I confess that I have a hard time feeling emotionally invested in the Canadian news cycle (especially English-language) that largely revolves around Justin Trudeau’s leadership crisis since the Liberal defeat in Toronto-St. Paul’s. Given my work, this disaffection deserves to be questioned.

It’s not that I don’t care about federal politics, quite the contrary. It’s rather that there is this habitual, even cultural, way of compartmentalizing the internal and the international in political analysis that triggers in me a visceral reaction that is increasingly close to claustrophobia.

To describe this deeply insular side of Canadian politics, we often talk about the Ottawa “bubble.” This bubble increasingly feels like a bunker to me. I don’t know how we can watch the Americans select for us the most powerful politician in the world between a criminal liar and a man who struggles to form complete sentences—and then talk about Canadian politics as if we were living in another, completely hermetic galaxy. I don’t know how we can watch the far right not only take France by storm, but gain momentum throughout Europe—and then comment on our partisan theater as if the G7 democracies were not under unprecedented strain. I think that from an ethical point of view, it is becoming increasingly irresponsible, even inexcusable, to wallow in this “bubble.”

If the words are harsh, it is because the situation is serious. 2024 is a historic election year: more than half of the world’s population lives in countries where people will have gone to the polls before the end of December. The crisis of traditional media and the rise of social media and artificial intelligence are influencing our relationship with the truth and the ability of democracies to survive in a space of rationality. During this election year, the consequences of these transformations are taking shape before our eyes. And we would like to talk about the unpopularity of Justin Trudeau and the rise of Pierre Poilievre while ignoring the rest of the planet?

On Tuesday, colleague Jean-François Nadeau was in great shape. He gave us a fine example of the caliber of analysis we need to make sense of our world in 2024: talking about ideas and not just the latest “developments,” and drawing the necessary links between the past and the present, the here and the elsewhere. In short, we burst the “bubble.”

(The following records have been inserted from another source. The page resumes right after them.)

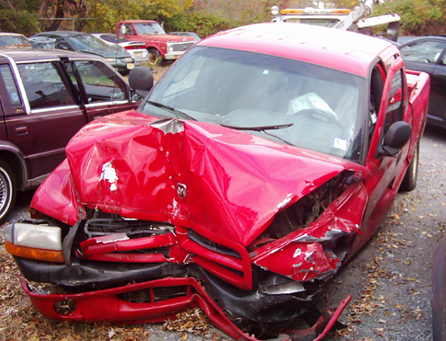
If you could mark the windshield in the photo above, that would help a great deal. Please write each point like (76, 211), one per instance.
(149, 28)
(285, 100)
(112, 38)
(86, 42)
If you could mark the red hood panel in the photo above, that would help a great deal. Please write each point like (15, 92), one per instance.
(232, 182)
(168, 37)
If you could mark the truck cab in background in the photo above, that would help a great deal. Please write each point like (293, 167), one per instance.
(161, 46)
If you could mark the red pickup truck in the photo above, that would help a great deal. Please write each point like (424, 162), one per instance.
(159, 44)
(253, 170)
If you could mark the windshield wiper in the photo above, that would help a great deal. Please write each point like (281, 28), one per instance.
(260, 128)
(176, 111)
(264, 129)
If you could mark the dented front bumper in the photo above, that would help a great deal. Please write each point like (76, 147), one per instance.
(83, 306)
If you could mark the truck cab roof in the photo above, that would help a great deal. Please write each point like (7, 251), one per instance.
(346, 51)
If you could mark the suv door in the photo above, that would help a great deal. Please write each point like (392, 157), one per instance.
(42, 113)
(102, 89)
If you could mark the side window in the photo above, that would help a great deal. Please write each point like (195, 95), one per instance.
(44, 86)
(101, 84)
(423, 52)
(395, 110)
(11, 86)
(129, 30)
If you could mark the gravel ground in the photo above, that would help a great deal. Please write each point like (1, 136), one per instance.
(390, 279)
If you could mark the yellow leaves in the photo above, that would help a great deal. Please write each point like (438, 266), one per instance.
(192, 321)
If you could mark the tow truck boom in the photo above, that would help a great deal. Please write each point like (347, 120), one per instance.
(343, 19)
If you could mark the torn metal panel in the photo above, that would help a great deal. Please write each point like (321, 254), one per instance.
(229, 195)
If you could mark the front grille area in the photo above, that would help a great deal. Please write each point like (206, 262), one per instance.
(111, 224)
(182, 46)
(154, 294)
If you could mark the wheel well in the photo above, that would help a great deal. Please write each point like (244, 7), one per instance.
(14, 162)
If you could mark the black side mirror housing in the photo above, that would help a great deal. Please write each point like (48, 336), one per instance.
(141, 80)
(396, 138)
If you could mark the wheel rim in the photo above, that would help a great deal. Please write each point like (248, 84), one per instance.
(5, 192)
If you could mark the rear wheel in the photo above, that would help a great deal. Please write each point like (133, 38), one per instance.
(410, 179)
(8, 190)
(155, 57)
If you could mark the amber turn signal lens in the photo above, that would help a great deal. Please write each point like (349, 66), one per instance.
(37, 254)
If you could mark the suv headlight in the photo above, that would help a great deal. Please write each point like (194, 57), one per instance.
(34, 241)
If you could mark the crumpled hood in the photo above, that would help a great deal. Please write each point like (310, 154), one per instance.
(230, 182)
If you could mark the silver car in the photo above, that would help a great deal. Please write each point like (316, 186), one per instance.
(137, 49)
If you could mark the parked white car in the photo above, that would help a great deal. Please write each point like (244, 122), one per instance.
(137, 49)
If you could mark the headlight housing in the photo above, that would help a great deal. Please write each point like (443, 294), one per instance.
(34, 241)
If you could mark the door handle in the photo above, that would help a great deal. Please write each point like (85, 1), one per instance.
(21, 131)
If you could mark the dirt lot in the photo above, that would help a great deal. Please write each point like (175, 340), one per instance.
(390, 279)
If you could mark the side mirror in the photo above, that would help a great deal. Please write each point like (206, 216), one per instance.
(141, 80)
(396, 138)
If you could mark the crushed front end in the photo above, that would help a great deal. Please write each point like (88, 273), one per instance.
(187, 226)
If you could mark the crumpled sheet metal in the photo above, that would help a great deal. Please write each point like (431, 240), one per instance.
(234, 182)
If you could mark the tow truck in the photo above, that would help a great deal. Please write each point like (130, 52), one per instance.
(341, 18)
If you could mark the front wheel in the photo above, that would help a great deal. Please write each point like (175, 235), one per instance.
(410, 179)
(155, 57)
(8, 190)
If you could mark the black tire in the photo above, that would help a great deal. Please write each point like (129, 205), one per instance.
(155, 57)
(8, 190)
(410, 179)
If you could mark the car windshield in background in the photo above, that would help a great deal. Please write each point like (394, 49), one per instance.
(86, 42)
(14, 40)
(423, 51)
(149, 28)
(284, 100)
(111, 38)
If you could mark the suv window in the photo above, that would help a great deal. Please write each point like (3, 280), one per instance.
(44, 85)
(13, 93)
(100, 82)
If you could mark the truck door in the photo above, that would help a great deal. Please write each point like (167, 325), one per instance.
(41, 113)
(391, 106)
(102, 89)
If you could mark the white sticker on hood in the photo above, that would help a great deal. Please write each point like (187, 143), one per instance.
(109, 174)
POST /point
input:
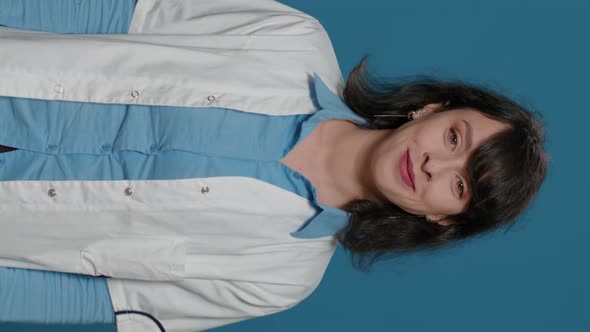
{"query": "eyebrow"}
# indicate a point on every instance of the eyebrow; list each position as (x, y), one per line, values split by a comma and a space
(468, 135)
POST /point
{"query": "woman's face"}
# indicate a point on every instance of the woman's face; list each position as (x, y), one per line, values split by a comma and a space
(422, 166)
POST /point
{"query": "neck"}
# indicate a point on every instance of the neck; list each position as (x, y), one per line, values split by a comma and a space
(345, 163)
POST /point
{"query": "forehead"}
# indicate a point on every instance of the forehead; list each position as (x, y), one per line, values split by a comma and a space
(482, 127)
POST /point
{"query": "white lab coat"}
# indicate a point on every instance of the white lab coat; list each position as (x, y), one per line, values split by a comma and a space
(193, 253)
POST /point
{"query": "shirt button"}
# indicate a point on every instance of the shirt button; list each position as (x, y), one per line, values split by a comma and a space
(106, 147)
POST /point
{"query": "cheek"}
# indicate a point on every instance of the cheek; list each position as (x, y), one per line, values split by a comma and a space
(439, 199)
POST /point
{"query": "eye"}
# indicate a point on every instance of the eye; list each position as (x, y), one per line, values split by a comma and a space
(460, 187)
(453, 137)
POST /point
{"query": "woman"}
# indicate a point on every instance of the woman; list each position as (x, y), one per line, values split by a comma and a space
(439, 163)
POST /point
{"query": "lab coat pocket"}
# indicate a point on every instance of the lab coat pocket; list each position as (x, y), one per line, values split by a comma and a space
(136, 257)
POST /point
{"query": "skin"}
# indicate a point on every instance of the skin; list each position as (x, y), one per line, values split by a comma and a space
(345, 162)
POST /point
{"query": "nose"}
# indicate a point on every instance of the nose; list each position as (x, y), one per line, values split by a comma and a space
(434, 165)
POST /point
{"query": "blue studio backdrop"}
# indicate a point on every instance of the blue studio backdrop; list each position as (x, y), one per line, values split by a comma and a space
(532, 277)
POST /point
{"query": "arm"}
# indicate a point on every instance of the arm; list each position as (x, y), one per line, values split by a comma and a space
(197, 304)
(68, 16)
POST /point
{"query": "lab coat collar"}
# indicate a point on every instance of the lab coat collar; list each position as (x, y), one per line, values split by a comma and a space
(330, 220)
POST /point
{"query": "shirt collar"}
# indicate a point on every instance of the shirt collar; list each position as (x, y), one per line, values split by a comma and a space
(329, 220)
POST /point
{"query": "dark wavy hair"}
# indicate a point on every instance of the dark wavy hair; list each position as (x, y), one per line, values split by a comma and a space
(505, 172)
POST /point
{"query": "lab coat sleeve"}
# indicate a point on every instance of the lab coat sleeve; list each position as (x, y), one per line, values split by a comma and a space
(197, 304)
(210, 17)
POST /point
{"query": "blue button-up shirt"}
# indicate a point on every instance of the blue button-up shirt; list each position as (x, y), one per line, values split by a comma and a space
(59, 140)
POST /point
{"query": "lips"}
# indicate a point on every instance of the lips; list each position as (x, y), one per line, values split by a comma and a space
(411, 170)
(405, 168)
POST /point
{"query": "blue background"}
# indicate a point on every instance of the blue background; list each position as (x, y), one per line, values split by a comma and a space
(533, 277)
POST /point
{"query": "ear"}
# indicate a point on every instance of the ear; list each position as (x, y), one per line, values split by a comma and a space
(440, 219)
(427, 110)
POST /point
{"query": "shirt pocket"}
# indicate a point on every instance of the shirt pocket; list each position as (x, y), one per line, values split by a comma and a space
(136, 257)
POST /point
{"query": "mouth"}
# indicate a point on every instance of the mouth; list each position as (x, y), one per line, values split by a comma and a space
(406, 172)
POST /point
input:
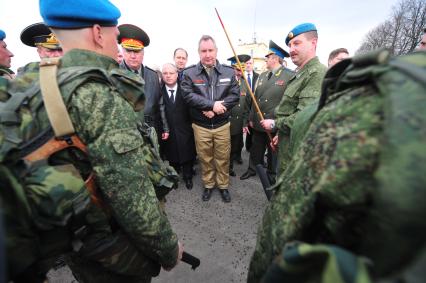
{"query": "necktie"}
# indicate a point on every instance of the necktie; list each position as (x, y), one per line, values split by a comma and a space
(172, 97)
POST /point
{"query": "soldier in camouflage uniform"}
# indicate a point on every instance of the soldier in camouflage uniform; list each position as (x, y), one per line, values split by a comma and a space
(302, 89)
(102, 101)
(357, 173)
(5, 58)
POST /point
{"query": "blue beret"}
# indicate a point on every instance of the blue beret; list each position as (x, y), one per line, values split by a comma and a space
(302, 28)
(78, 13)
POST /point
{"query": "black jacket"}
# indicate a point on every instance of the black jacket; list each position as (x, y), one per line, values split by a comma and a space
(201, 91)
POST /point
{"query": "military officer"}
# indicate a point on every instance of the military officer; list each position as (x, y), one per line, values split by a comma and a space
(269, 91)
(133, 239)
(357, 174)
(133, 41)
(5, 58)
(303, 88)
(237, 112)
(40, 36)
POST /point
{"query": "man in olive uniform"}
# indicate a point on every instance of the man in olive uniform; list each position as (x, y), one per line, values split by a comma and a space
(40, 36)
(236, 117)
(102, 101)
(5, 58)
(303, 88)
(269, 91)
(133, 40)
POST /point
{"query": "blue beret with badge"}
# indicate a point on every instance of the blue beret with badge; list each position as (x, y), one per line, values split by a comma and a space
(2, 35)
(277, 50)
(78, 13)
(302, 28)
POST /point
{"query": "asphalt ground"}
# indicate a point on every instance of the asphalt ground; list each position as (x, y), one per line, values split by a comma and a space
(222, 235)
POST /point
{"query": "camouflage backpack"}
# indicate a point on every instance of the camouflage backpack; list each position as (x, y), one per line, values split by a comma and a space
(45, 200)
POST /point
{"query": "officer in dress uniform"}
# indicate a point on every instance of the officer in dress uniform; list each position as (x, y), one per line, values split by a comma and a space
(133, 40)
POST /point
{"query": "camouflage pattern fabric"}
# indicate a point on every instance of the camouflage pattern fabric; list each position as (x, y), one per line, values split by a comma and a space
(303, 89)
(300, 262)
(108, 125)
(6, 73)
(356, 178)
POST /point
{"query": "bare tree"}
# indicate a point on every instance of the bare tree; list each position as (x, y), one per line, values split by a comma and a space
(401, 33)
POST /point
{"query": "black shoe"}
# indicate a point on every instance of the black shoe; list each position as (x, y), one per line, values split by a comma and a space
(226, 197)
(188, 184)
(247, 175)
(207, 194)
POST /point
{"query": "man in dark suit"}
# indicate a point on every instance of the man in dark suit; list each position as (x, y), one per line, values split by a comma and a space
(269, 91)
(252, 77)
(179, 147)
(133, 40)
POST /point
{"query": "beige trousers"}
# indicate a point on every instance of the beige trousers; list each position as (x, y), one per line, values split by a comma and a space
(213, 150)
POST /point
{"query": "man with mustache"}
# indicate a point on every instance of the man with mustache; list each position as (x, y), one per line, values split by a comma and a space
(303, 89)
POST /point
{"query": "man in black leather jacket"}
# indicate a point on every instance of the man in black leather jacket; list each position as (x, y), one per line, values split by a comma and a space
(211, 90)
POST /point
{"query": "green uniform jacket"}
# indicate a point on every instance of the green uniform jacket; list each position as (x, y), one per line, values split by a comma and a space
(238, 111)
(268, 94)
(303, 89)
(104, 117)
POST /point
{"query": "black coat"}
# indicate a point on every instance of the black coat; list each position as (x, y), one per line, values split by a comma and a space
(153, 110)
(180, 146)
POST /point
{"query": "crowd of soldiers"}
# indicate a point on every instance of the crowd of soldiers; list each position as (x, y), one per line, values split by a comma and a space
(84, 131)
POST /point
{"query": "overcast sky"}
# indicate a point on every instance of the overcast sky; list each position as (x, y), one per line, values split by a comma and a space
(172, 24)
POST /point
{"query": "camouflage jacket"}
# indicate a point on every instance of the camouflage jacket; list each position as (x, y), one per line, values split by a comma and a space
(302, 90)
(108, 125)
(355, 177)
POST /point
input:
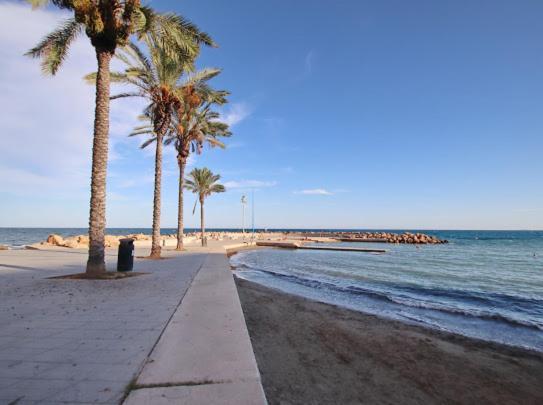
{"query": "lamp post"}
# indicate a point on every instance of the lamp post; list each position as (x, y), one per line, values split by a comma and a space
(243, 204)
(253, 213)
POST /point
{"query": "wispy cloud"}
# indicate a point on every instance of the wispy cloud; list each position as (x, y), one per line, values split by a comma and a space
(243, 184)
(236, 113)
(314, 191)
(308, 63)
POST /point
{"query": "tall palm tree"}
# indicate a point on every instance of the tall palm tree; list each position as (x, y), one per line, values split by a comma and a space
(161, 80)
(190, 132)
(108, 24)
(204, 183)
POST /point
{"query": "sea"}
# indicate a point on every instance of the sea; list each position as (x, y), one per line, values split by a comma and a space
(482, 284)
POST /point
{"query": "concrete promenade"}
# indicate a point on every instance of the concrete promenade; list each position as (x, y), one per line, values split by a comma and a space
(205, 355)
(81, 341)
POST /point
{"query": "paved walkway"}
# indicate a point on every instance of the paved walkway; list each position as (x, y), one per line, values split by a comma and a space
(205, 355)
(73, 341)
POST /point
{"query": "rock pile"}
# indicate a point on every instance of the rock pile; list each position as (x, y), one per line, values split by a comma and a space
(407, 237)
(79, 241)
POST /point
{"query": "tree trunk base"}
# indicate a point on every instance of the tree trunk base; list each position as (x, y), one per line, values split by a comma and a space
(95, 269)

Nadeau wrote in particular that Poilievre “takes advantage in part of a deleterious global context to allow himself to multiply rants worthy, at times, of alley cats.” We presume that we are talking here about the climate in parliament in general, and the tone – let’s call it right – absolutely disgusting during question period. The openly displayed contempt for journalists and the growing refusal to address traditional media announce a deep crack in the health of Canadian public debate.

But there is more. Tuesday, in the Toronto StarBruce Arthur highlighted Pierre Poilievre’s growing personal attacks on citizens whose expertise contradicts conservative proposals. If doctors, civil servants, university professors can become the target of insults bordering on harassment from the likely future Prime Minister of Canada, the cost of expression and therefore of free citizen participation has just increased radically.

Of course, these are processes that are already undermining American democracy, French public debate, and many other nations. That is why the Ottawa bubble seems so dangerous to me. By turning off the part of our consciousness that is interested in the world for the time it takes to talk about Canadian politics, we guarantee ourselves to repeat American, French, and other mistakes, a few years, or even months later. We are setting ourselves up to become—or remain?—a poor branch of the declining bloc of liberal democracies.

To make sense of what is happening to us, it is imperative to raise the average level of analysis, on all platforms. We can no longer afford to talk about politics with the detachment and good-natured laughter that would be appropriate if the parties were hockey teams whose playoff prospects were being sought. Not when you’re mired in lies, attacks on human rights and freedoms, or defending a war that is killing, maiming and starving children at a record rate.

We need to make much more room for in-depth analysis, and much less for today’s anecdote and our predictions about tomorrow’s anecdote—in print, on the radio, on television, on the Web. The media themselves are undergoing transformations that do not make the task easy. But let’s still name one of the main obstacles to the height of public debate, namely the idea, too widespread among our cultural elites, that “people,” “the lady in Saguenay,” “the man stuck in his car in Terrebonne” do not want to “rack their brains” with content that is too complex. Class contempt oozes from everywhere.

I am rather deeply convinced that “people” want, no, fundamentally need to understand the world around them as best they can. As democracies crack, this routine of leveling down is leading us to our doom. The habit of critical thinking is what trains people to resist manipulation, lies, the drying up of compassion and the death of the awareness of our shared humanity.

I am taking advantage of the summer to remind people of this, in case there is still time – in the manner of the American Democrats – to hold emergency strategic meetings, and to ask myself if we are really so ready for the media and political comeback of the fall.